Für mich persönlich hat ja die NG Box gereicht,.. aber für solche wie dein Teich wundert es mich, dass nicht auch NG größere Querschnitte bietet.

Was mir nicht ganz so gefällt ( Gefahr von Verstopfung und verringern der Strömungsgeschwindigkeit) ist das Orange Rohr (mit 2x 90 Winkel)
Hinter dem Kasten zum Filtergraben,.. -> da wäre eine gerade Rohrstrecke sicher "etwas" von Vorteil.

Sonst alles Top..!! ( und du glücklicher hast ja die Filtergrabenpflanzen schon eingebracht, als der Sommer noch da war 

mfG. Micha


----------



## hasn3 (27. Okt. 2008)

*AW: Wir und unser Großprojekt Garten-, Schwimm- und Koi-Teich*

Hallo Sunnycrocket,  

respekt, ich hab schon Erlebnisbäder gesehen, die uninteressanter waren.....
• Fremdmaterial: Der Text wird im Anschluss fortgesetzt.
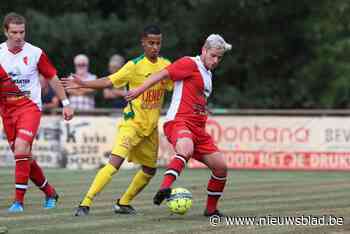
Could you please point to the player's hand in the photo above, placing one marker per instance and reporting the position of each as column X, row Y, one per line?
column 72, row 82
column 134, row 93
column 68, row 113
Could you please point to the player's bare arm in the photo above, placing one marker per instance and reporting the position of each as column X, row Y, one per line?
column 152, row 80
column 56, row 85
column 75, row 82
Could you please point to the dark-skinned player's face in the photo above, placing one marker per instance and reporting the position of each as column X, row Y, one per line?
column 151, row 45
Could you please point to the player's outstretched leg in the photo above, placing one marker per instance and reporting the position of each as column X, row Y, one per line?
column 102, row 178
column 38, row 178
column 139, row 182
column 217, row 181
column 177, row 164
column 22, row 171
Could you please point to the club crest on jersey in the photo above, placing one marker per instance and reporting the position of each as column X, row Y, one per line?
column 25, row 60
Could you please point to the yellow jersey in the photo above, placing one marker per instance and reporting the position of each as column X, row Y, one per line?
column 144, row 111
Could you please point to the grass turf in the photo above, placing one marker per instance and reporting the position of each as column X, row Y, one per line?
column 248, row 193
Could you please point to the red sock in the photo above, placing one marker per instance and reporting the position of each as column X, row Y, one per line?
column 38, row 178
column 174, row 169
column 22, row 171
column 215, row 188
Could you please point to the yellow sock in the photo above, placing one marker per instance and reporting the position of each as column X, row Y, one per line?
column 102, row 178
column 139, row 181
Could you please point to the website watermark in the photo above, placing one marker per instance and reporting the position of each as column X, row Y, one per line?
column 269, row 220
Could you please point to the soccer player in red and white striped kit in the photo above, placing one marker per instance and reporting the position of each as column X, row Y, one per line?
column 20, row 105
column 186, row 119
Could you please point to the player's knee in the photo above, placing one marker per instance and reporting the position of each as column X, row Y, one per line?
column 149, row 170
column 21, row 147
column 115, row 161
column 184, row 146
column 219, row 167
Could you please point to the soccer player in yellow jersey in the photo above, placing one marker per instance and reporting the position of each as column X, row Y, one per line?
column 137, row 140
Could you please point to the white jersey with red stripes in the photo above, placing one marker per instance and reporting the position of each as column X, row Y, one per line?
column 23, row 68
column 192, row 87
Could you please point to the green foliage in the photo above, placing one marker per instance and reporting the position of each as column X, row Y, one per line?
column 286, row 53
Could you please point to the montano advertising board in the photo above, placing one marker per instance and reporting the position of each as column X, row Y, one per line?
column 303, row 143
column 264, row 142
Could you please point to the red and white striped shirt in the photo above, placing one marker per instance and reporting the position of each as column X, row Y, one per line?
column 21, row 76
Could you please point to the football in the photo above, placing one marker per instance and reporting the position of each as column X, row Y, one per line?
column 180, row 201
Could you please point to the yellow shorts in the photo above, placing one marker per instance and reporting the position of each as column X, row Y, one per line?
column 136, row 148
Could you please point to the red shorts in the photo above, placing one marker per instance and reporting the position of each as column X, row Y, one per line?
column 24, row 126
column 203, row 142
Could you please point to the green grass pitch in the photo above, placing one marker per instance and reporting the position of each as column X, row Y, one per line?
column 248, row 193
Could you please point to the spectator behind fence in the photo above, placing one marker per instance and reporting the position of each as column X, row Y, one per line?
column 82, row 99
column 48, row 96
column 115, row 63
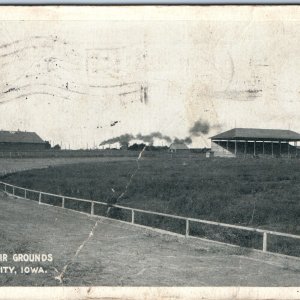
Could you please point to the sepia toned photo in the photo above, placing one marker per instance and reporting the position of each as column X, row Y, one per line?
column 146, row 147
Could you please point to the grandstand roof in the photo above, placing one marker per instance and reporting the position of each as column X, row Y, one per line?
column 20, row 137
column 258, row 134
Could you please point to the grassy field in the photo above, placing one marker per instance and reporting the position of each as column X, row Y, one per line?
column 252, row 192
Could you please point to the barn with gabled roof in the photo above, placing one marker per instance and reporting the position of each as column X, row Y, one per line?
column 20, row 141
column 255, row 142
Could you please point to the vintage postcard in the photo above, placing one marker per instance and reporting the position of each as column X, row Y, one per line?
column 150, row 152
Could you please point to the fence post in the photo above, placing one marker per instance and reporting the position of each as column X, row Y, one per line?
column 92, row 208
column 265, row 240
column 187, row 228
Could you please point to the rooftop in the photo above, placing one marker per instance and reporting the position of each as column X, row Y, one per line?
column 179, row 146
column 258, row 134
column 20, row 137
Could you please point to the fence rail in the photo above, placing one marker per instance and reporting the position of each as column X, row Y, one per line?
column 12, row 190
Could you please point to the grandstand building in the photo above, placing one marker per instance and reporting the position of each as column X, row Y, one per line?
column 20, row 141
column 239, row 142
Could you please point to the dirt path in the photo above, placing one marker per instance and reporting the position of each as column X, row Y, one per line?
column 122, row 254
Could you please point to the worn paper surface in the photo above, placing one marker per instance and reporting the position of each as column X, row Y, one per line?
column 88, row 77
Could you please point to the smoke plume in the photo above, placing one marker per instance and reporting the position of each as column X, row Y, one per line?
column 186, row 140
column 122, row 139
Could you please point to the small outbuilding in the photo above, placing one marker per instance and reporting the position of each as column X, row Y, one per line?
column 20, row 141
column 255, row 142
column 179, row 147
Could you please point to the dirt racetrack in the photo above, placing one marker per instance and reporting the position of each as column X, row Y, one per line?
column 119, row 254
column 10, row 165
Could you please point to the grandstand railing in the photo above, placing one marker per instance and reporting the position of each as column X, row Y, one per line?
column 89, row 208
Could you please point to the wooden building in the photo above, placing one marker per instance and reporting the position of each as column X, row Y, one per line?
column 21, row 141
column 179, row 147
column 239, row 142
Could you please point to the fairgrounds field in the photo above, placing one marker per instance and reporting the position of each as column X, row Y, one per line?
column 261, row 193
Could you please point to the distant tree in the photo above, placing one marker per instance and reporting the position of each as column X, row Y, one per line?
column 47, row 145
column 56, row 147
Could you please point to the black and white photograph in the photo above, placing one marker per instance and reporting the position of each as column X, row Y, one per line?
column 150, row 146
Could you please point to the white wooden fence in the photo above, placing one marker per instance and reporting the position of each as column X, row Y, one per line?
column 40, row 195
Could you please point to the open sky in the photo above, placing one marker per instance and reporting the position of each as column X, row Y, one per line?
column 79, row 76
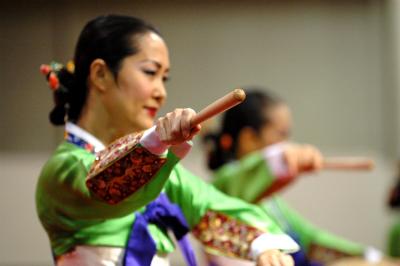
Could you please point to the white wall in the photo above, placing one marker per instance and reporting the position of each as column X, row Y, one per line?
column 328, row 59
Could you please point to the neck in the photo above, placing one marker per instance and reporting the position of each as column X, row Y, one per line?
column 98, row 122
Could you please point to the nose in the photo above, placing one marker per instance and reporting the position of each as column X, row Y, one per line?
column 160, row 92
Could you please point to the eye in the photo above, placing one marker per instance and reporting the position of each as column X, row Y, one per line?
column 150, row 72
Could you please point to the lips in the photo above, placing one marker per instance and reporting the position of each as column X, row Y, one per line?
column 152, row 111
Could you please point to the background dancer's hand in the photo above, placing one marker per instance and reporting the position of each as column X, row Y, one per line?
column 274, row 257
column 175, row 127
column 302, row 158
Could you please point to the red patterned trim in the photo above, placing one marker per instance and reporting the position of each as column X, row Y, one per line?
column 226, row 235
column 324, row 255
column 122, row 169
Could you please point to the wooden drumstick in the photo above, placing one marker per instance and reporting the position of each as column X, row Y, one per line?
column 343, row 163
column 222, row 104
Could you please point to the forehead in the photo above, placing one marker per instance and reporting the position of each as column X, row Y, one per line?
column 152, row 47
column 279, row 113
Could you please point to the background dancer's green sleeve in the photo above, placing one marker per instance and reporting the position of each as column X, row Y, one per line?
column 311, row 237
column 225, row 225
column 249, row 177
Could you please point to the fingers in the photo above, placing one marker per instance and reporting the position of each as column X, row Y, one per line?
column 302, row 158
column 175, row 127
column 274, row 258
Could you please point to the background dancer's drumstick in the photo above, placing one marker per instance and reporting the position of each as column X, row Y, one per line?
column 348, row 163
column 222, row 104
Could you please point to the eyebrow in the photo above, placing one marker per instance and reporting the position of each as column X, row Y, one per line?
column 156, row 63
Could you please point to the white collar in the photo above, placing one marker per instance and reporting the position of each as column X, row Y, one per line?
column 86, row 136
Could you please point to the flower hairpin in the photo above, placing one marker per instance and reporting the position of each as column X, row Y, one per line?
column 51, row 72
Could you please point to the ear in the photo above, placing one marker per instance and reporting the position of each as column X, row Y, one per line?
column 99, row 75
column 248, row 141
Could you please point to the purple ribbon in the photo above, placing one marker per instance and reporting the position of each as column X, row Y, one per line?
column 141, row 247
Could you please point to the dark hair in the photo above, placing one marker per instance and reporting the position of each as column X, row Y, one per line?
column 222, row 147
column 111, row 38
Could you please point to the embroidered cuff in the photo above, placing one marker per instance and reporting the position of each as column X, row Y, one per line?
column 182, row 149
column 151, row 141
column 274, row 157
column 272, row 241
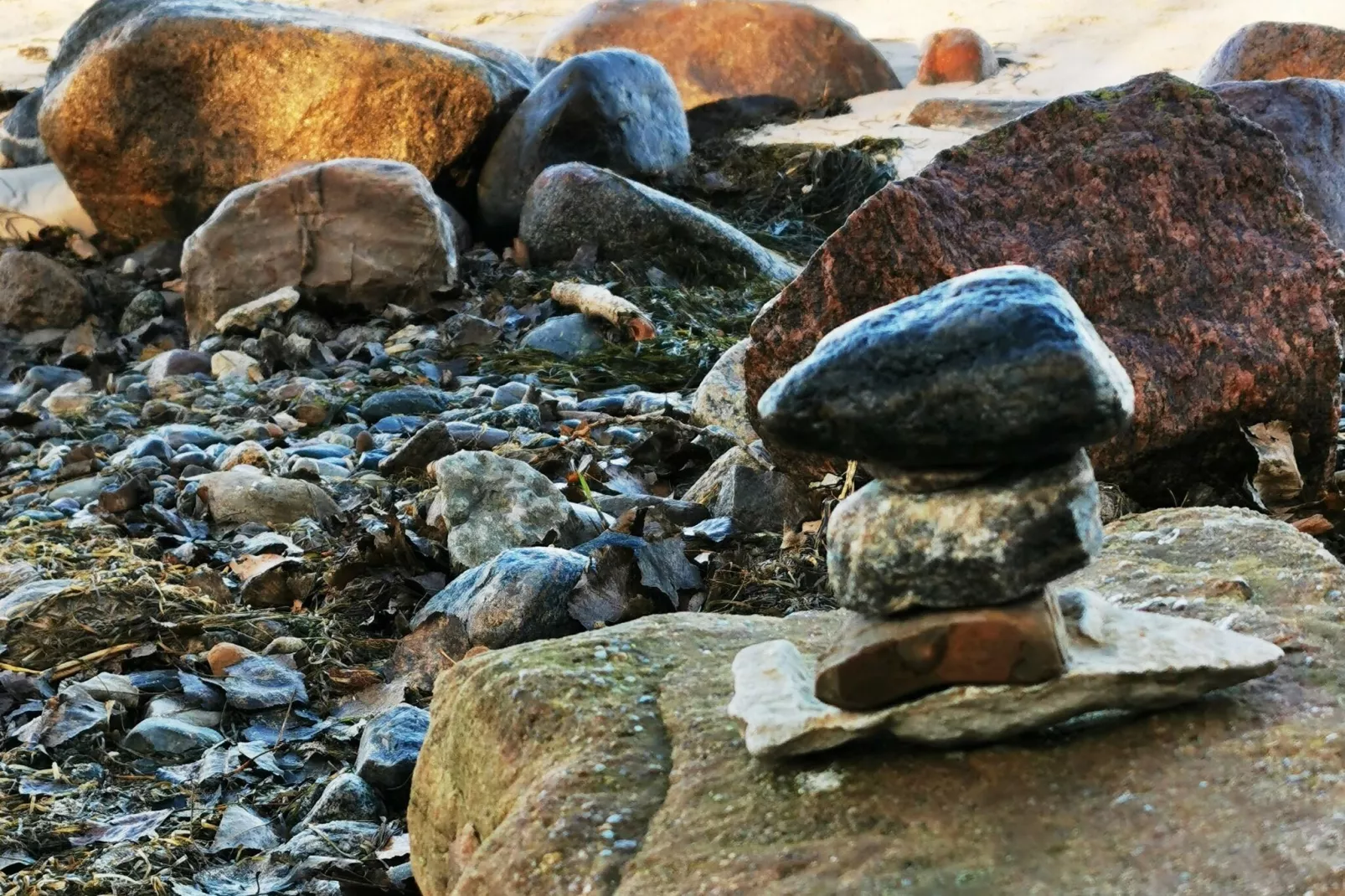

Das scheint der absolute Wahnsinn zu werden, wenns denn mal fertig ist. Hast Du eigentlich das Jangtse-Staudamm Projekt in China mitgeplant????

 

mach weiter so, sieht genial aus....

:cu Hans-Carsten


----------



## Digicat (27. Okt. 2008)

*AW: Wir und unser Großprojekt Garten-, Schwimm- und Koi-Teich*

Servus Michael

Tolle Leistung  

Hut ab  "verneige mich vor Dir und deiner Familie"


----------



## sunnycrocket (27. Okt. 2008)

*AW: Wir und unser Großprojekt Garten-, Schwimm- und Koi-Teich*

Hallo Micha,
das mit den Winkeln beim 160mm - KG-Auslass war auch nicht so geplant!
Leider habe ich mich beim Aushub vermessen, sodaß dies die einzige Installations-Möglichkeit war.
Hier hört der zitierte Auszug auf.